(英エコノミスト誌 2024年5月4日号)

AIの進歩でフェイク・ニュースを作りやすく、また見分けにくくなっている(Pixabayからの画像)

必要なのは関係者間の連携とデータへのアクセス改善だ。

 昨年夏にハワイを襲った山火事は米軍が秘密裏に開発している「天候兵器」の試験で始まったとか、米国の非政府組織(NGO)がアフリカでデング熱を蔓延させているといったことをご存じだろうか。

 あるいは、ウクライナ大統領夫人のオレーナ・ゼレンシカ氏がニューヨーク・マンハッタンの五番街で計110万ドルもの爆買いをしたことはどうだろう。

 あるいは、インドのナレンドラ・モディ首相への支持を新曲のなかで表明した歌手がおり、その名はマヘンドラ・カプール(2008年没)だという話を聞いたことはあるだろうか。

民主主義を脅かす偽情報の蔓延

 もちろん、これらはすべてデタラメだ。

 人をだますために作られた「偽情報」の例だということだ。今日ではこのような荒唐無稽な話が、ますます高度になっていく情報操作活動によって世界中にばらまかれている。

 不気味なほど信憑性のある写真や動画、音声が、人工知能(AI)を利用した最新のツールやソーシャルメディア・アカウントの複雑なネットワークで制作・共有され、事実と作り話を区別しにくくしている。

 今年は世界の半分で国政選挙が行われる年であるだけに、テクノロジーのせいで偽情報が手に負えなくなり、民主主義が攻撃を受けて再起不能になってしまうのではないかとの懸念がなおいっそう強まっている。

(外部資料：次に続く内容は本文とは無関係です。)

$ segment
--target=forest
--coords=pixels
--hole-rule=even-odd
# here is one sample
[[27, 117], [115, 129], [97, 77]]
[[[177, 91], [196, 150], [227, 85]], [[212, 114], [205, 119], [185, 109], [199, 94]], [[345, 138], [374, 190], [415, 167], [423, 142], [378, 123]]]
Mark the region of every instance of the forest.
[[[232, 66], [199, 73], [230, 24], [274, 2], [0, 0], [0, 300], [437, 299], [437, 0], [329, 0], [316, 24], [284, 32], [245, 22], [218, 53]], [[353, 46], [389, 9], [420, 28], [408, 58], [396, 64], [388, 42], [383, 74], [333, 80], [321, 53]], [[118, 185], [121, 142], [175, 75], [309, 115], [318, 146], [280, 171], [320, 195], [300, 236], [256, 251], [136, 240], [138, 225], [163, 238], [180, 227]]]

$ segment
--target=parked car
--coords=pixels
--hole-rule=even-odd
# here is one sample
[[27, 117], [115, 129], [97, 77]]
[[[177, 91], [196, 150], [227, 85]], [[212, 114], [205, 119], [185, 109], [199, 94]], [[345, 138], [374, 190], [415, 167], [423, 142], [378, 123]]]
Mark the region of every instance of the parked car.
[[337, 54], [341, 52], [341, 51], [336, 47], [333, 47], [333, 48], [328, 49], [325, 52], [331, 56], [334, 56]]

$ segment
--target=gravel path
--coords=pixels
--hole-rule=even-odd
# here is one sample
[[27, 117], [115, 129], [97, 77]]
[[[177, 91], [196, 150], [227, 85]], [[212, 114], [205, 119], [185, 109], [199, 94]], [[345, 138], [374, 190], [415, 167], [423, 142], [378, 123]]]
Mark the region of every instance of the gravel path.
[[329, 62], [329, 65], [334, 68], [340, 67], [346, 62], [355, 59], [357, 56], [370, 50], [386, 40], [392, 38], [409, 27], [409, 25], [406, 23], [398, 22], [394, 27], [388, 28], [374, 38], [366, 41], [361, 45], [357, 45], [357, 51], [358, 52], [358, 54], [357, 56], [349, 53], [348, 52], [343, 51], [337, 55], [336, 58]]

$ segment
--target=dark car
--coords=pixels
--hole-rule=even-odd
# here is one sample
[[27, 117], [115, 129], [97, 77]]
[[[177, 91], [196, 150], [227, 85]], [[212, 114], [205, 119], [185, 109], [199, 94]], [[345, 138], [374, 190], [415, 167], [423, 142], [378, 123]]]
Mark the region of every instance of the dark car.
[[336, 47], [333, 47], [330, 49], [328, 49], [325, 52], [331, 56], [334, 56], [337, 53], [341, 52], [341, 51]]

 この問題は、果たしてどの程度懸念すべきなのだろうか。

 偽情報の歴史は、2者による口論と同じくらい古い。

 例えば、古代エジプトに君臨したラメセス2世は紀元前1274年のカデシュの戦いに勝たなかった。引き分けと呼ぶのがせいぜいだった。

 だが、本人が勝利を記念して建てたモニュメントからは、そんなことは誰にも推測できないだろう。

 また、古代ローマの将軍だったカエサルによるガリア戦争の記述は、歴史書であるのと同じくらい政治的プロパガンダでもある。

 印刷技術が発明されても事態は改善しなかった。

 イングランドが内乱に陥った1640年代には言論統制が機能しなくなり、「下品な作り話の小冊子」に対する懸念が強まった。

 インターネットのせいで問題は大幅に悪化している。

 ソーシャルメディアを使えば事実に反する情報を低コストでばらまくことができるし、AIの登場でそういった情報の制作も安価にできるようになった。